Deep models using EHR data.
The required data is contained in a private submodule which can be recursively cloned when you pull down the repository (if you have access):
git clone --recursive git@github.com:cdcai/premier_analysis.git
Alternatively, if you've already cloned the repository and didn't pull the submodule, you can update it from the project root:
git submodule update --init --recursive
The main pre-processing for all EHR data.
Input: Several EHR views in parquet format
Output:
- A pandas data frame with separate columns of tokenized features by source table aggregated to either days, hours, or seconds from index date.
- A feature dictionary containing the abbreviated feature names and their descriptions.
Steps:
- Join all visit-level data across EHR views
- Discretize continuous values by quantile (labs, vitals)
- Abbreviate categorical values to tokens (billing data, qualitative lab result)
- Aggregate all features to day, hour, or seconds from medical record index date
Additional aggregation and conversion of dataframe of string tokens by time step to integer coded nested list.

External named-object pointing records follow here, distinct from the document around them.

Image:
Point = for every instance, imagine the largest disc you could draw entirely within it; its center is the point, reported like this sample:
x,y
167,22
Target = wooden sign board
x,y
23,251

Input: Pandas dataframe from feature_extraction.py
Output:
- Nested list-of-lists with all features encoded into integer representation
- Dictionary of tokens and their encoded values
- dictionary of visits and their LOS and outcome indicators
Steps:
- Join all feature columns together into single string aggregated by timestep in visit
- Use sklearn CountVectorizer to encode tokens to integer representation (minimum document frequency: 5)
- Save list-of-lists
- Compute LOS, outcomes for each visit, save to dictionary
Trim sequences to the appropriate lookback period according to which COVID visit is of interest.
Per the working definition, this is the first visit to occur. Also labels the sequences according to the outcome of interest.
Input:
- List-of-lists from features_to_integers
- Dictionary of visits and their LOS + outcome indicators from features_to_integers
Output:
- A Tuple, (trimmed list-of-lists, list of labels)
Steps:
- Using dictionary and global settings, compute appropriate lookback period (tp.find_cutpoints)
- Trim sequences to the appropriate length determined, combine with labels to form tuple
Either python/model.py or python/hp_tune.py
Splits data into train, validation, and test generators and converts to RaggedTensor representation. This is then fed into the keras model as defined in the script and the metrics evaluated.